Qu’est-ce qu’un bail unique solidaire en colocation ?

En tant que bailleur, vous avez la possibilité de vous tourner vers deux types de contrats pour une colocation : le bail individuel ou unique. Dans le premier cas, chaque locataire a son propre contrat et n’est lié avec aucun autre locataire. Dans le second, un seul bail est rédigé et comprend les noms de l’ensemble des locataires dans ce seul document.

Les conditions pour pouvoir mettre en place un système de bail unique, et de colocation en général, c’est de pouvoir proposer une surface d’au moins 9m2 par colocataire (pour 2 colocataires, elle doit être d’au moins 16m2).

La seule différence avec un contrat individuel, c’est qu’ici le logement entier est loué. Alors que dans le premier cas, un locataire n’a qu’une chambre privative et un accès aux pièces communes.

En plus de cela, le propriétaire peut, s’il le souhaite, ajouter une clause de solidarité. Cela permet de lier chaque habitant et d’avoir une assurance en cas de dommage ou de loyer impayé par l’un d’entre eux. Cela signifie qu’en cas de frais impayés de la part d’un locataire, le propriétaire pourra réclamer les fonds à un autre colocataire (ou à sa caution). Ainsi, chaque locataire est responsable et solidaire des actes des autres.

Comment fonctionne un bail de colocation solidaire ?

homme se demande comment fonctionne un bail de colocation solidaire

L’avantage principal d’un bail unique, c’est sa matière d’agir en cas de problème au sein de la colocation.

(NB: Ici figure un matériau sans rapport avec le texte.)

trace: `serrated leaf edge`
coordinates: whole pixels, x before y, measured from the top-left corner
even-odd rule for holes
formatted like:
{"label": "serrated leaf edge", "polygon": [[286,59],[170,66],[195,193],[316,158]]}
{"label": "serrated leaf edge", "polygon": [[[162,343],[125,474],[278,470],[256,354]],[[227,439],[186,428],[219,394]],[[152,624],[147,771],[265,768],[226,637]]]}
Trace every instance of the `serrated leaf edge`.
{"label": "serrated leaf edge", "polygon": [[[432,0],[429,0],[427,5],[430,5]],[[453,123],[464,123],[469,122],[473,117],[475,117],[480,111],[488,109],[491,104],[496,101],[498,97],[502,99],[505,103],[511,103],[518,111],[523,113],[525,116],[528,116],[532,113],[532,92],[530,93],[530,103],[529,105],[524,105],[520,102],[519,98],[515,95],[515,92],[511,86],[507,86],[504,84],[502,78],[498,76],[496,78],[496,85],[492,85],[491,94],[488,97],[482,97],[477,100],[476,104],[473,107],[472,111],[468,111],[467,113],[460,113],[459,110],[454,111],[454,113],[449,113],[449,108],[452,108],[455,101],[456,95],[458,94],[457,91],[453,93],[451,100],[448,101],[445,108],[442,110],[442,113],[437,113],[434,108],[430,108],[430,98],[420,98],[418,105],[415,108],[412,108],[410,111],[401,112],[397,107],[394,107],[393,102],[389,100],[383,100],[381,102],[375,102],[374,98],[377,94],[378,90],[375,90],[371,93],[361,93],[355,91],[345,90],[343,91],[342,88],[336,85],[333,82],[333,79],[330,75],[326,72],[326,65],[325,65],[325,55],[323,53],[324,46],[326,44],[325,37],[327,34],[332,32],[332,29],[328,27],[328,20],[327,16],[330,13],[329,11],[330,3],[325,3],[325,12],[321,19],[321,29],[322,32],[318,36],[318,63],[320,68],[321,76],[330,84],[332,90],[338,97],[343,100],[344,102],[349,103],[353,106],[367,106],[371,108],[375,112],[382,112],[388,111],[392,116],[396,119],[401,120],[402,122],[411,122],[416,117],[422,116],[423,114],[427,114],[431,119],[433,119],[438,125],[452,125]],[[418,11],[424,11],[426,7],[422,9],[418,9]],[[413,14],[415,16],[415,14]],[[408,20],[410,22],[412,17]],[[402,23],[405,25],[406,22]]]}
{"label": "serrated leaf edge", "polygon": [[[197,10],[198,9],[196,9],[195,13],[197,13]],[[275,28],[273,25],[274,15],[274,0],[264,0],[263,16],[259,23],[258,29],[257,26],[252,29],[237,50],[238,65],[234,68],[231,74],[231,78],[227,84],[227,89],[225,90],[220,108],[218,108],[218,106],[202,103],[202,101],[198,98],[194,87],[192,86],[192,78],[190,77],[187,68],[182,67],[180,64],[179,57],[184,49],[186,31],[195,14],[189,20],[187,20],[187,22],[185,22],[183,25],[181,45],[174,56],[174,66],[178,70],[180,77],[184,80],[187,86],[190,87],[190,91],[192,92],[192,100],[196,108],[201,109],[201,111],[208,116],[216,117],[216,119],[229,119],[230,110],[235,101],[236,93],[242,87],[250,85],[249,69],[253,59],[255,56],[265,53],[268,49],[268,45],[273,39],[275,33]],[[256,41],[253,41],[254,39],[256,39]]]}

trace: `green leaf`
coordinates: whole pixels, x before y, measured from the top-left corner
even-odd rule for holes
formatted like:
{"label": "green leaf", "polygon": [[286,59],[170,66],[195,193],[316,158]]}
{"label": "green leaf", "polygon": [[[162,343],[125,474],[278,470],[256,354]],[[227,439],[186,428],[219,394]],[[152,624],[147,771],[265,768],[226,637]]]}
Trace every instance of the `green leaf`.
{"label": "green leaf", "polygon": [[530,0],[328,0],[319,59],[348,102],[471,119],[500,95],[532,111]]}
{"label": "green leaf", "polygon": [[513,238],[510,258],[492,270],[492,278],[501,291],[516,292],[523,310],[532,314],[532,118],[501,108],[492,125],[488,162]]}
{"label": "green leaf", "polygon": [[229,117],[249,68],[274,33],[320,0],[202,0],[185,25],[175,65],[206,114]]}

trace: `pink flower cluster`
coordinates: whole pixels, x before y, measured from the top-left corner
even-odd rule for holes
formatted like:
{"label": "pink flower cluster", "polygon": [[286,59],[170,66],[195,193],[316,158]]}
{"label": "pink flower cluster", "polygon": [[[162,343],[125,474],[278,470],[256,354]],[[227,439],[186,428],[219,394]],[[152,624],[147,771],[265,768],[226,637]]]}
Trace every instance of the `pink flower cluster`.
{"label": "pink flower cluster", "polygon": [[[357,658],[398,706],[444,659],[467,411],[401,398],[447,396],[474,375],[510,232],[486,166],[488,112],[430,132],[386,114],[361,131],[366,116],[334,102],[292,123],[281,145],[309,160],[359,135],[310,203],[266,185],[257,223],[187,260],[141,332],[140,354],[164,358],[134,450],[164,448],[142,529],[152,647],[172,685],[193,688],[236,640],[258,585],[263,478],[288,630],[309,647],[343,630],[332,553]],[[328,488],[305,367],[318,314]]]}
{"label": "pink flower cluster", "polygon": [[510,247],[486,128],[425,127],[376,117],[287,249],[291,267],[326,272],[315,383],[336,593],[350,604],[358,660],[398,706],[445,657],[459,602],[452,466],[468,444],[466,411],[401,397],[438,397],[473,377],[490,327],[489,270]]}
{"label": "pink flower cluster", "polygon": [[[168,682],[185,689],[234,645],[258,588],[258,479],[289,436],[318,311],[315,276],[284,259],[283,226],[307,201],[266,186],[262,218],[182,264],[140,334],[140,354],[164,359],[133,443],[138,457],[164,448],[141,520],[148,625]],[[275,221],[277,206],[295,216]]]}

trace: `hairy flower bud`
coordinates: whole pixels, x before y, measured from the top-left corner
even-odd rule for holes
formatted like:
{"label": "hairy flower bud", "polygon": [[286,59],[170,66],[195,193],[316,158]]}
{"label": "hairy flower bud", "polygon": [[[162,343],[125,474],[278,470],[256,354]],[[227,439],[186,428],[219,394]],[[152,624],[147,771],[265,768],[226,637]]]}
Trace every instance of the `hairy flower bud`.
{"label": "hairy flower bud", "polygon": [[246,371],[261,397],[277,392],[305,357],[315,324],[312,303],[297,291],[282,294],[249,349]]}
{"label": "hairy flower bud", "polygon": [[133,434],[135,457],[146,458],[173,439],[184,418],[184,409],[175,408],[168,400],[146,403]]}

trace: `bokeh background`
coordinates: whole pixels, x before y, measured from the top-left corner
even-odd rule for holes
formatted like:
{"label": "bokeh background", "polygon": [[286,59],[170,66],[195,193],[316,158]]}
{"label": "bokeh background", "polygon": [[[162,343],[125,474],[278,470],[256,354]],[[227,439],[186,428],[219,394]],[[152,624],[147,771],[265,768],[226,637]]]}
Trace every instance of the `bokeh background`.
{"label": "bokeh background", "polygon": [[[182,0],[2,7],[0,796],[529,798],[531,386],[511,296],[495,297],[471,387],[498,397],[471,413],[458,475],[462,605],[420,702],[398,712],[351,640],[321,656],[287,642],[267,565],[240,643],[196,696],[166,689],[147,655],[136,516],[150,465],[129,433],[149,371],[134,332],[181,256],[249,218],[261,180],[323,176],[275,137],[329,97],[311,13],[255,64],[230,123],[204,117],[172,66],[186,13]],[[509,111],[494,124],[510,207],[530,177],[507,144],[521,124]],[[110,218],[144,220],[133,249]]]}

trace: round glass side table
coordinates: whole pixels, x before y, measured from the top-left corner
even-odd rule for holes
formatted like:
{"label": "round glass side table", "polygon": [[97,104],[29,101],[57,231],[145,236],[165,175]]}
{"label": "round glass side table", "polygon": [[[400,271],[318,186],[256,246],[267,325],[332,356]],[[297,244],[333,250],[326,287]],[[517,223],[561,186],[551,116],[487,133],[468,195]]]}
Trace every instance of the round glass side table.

Le propriétaire peut alors demander une garantie loyer impayé (GLI). Mais seulement si les locataires ne possèdent pas de garants et qu’ils ne sont pas étudiants. Dans un bail individuel, chaque locataire devra avoir un garant ou une caution et vous devrez régler un (ou plusieurs) conflits de façon individuelle.

Avec une clause de solidarité, en cas d’impayés, vous pouvez alors vous tourner vers un autre colocataire (ou sa caution) pour obtenir le montant manquant.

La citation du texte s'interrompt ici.